Sachdev, Subir. Strange and stringy. Scientific American. 2013, 308 (44): 44. Bibcode:2012SciAm.308a..44S. doi:10.1038/scientificamerican0113-44.
Sachdev, Subir. Condensed matter and AdS/CFT. 2010. arXiv:1002.2947 .

[1] Merali 2011, p.303

[2] Sachdev 2013, p.51

[3] Anderson, Philip. Strange connections to strange metals. Physics Today. [14 August 2013]. （原始內容存檔於2013-08-15）.

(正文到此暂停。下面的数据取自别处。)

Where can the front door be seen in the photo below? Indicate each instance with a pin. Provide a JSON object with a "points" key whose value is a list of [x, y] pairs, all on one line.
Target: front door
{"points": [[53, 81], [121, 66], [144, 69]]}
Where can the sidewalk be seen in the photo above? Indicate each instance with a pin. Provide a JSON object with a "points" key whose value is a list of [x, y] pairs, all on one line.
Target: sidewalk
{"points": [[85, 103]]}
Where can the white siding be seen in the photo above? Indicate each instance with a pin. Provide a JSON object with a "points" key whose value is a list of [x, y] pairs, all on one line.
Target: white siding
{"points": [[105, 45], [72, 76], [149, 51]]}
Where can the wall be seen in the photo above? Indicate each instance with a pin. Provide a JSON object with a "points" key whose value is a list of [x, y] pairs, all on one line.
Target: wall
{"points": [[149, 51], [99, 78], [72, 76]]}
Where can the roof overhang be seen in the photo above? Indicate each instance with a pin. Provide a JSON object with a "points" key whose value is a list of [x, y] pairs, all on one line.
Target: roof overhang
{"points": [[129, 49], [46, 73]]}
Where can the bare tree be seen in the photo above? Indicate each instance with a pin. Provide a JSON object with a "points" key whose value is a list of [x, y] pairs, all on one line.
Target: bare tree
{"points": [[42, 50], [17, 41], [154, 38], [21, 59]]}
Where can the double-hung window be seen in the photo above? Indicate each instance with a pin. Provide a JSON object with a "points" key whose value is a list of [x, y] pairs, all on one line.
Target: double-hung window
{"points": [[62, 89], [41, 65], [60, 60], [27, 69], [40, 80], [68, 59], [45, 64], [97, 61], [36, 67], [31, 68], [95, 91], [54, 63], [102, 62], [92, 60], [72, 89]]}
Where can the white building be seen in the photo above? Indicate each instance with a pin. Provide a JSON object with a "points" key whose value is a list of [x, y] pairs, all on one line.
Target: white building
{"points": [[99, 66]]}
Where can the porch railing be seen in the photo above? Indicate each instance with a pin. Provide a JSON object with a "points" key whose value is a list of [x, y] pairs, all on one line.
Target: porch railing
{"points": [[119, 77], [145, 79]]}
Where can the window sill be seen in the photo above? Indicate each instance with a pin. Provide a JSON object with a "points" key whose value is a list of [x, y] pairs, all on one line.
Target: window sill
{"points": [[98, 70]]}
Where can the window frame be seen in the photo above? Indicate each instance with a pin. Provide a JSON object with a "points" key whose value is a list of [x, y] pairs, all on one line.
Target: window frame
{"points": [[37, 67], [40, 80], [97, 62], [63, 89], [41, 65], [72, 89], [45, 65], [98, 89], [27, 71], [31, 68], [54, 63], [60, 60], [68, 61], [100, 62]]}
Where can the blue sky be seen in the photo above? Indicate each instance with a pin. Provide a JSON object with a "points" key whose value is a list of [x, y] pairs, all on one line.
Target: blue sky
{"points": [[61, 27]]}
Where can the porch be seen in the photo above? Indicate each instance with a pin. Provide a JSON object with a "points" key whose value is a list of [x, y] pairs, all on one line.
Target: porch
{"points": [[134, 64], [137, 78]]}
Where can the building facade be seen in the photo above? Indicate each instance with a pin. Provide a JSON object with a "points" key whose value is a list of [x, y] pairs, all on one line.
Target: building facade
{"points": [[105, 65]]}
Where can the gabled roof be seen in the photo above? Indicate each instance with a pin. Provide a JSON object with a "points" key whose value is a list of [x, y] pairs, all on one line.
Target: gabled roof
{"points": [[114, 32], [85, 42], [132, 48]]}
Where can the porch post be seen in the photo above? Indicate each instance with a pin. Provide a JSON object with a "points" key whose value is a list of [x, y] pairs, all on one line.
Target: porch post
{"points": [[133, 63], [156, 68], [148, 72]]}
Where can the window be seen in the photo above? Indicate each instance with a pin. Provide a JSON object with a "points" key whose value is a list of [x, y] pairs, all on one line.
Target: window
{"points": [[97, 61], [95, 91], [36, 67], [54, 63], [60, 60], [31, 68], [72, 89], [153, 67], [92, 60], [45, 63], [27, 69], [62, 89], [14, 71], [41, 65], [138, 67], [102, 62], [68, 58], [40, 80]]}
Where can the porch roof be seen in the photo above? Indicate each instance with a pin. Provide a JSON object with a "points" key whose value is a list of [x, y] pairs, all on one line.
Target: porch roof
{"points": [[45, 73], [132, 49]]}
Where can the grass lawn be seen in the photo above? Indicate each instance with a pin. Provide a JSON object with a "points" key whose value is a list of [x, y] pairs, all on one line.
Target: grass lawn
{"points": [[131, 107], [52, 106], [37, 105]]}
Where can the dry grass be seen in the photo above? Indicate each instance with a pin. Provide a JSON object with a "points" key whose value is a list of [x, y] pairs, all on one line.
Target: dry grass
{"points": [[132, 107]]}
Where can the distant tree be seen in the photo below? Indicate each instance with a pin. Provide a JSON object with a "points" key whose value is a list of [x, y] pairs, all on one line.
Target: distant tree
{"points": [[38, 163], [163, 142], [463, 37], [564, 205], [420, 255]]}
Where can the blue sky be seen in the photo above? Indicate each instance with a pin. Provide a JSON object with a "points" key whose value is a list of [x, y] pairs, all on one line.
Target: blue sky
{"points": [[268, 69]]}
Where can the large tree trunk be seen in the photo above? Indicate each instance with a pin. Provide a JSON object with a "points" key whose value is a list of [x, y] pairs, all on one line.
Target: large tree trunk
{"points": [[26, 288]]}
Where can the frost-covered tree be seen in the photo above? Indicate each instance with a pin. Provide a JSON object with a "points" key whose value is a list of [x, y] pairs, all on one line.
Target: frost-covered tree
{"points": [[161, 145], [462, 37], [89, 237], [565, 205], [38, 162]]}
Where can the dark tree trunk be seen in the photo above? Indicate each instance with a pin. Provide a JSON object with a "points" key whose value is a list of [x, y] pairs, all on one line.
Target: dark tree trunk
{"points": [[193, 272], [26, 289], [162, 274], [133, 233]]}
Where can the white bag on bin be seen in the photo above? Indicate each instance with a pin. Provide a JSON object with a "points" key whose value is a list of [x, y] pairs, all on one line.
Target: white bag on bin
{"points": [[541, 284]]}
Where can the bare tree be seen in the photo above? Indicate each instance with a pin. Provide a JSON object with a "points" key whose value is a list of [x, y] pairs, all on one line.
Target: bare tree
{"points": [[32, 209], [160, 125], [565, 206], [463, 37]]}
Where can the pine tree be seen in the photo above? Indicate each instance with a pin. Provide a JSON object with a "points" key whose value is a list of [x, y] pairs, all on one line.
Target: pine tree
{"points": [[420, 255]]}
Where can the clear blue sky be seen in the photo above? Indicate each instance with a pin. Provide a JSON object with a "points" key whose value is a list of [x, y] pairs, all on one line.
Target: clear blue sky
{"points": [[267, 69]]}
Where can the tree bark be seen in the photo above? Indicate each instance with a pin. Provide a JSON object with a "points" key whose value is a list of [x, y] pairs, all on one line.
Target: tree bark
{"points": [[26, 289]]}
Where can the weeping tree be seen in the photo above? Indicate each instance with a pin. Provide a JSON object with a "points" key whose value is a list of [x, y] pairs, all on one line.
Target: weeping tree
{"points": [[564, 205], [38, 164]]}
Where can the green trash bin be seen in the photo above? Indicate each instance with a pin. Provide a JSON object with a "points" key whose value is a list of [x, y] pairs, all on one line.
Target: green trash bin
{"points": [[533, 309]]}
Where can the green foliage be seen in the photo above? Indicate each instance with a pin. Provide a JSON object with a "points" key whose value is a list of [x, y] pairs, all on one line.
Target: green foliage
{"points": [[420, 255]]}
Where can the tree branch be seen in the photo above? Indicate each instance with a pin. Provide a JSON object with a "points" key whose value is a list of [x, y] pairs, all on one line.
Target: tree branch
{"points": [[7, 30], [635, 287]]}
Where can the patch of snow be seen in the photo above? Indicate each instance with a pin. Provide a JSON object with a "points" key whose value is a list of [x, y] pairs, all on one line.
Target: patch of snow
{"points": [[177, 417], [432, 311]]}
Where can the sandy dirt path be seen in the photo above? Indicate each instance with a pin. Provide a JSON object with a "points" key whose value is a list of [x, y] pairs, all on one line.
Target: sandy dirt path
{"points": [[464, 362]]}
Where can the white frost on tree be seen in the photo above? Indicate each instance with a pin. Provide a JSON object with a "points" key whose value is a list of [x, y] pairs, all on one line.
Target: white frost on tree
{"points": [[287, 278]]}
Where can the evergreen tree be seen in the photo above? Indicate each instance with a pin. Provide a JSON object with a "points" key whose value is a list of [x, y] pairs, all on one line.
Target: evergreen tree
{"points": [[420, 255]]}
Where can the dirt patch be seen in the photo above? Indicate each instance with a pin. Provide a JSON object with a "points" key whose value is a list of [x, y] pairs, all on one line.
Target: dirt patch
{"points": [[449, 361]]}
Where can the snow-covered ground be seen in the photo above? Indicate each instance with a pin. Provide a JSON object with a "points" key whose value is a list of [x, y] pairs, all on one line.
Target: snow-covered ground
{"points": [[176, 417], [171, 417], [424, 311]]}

[4] As a very general problem with the AdS/CFT approach in condensed-matter theory, we can point to those telltale initials "CFT"—conformal field theory. Condensed-matter problems are, in general, neither relativistic nor conformal. Near a quantum critical point, both time and space may be scaling, but even there we still have a preferred coordinate system and, usually, a lattice. There is some evidence of other linear-T phases to the left of the strange metal about which they are welcome to speculate, but again in this case the condensed-matter problem is overdetermined by experimental facts.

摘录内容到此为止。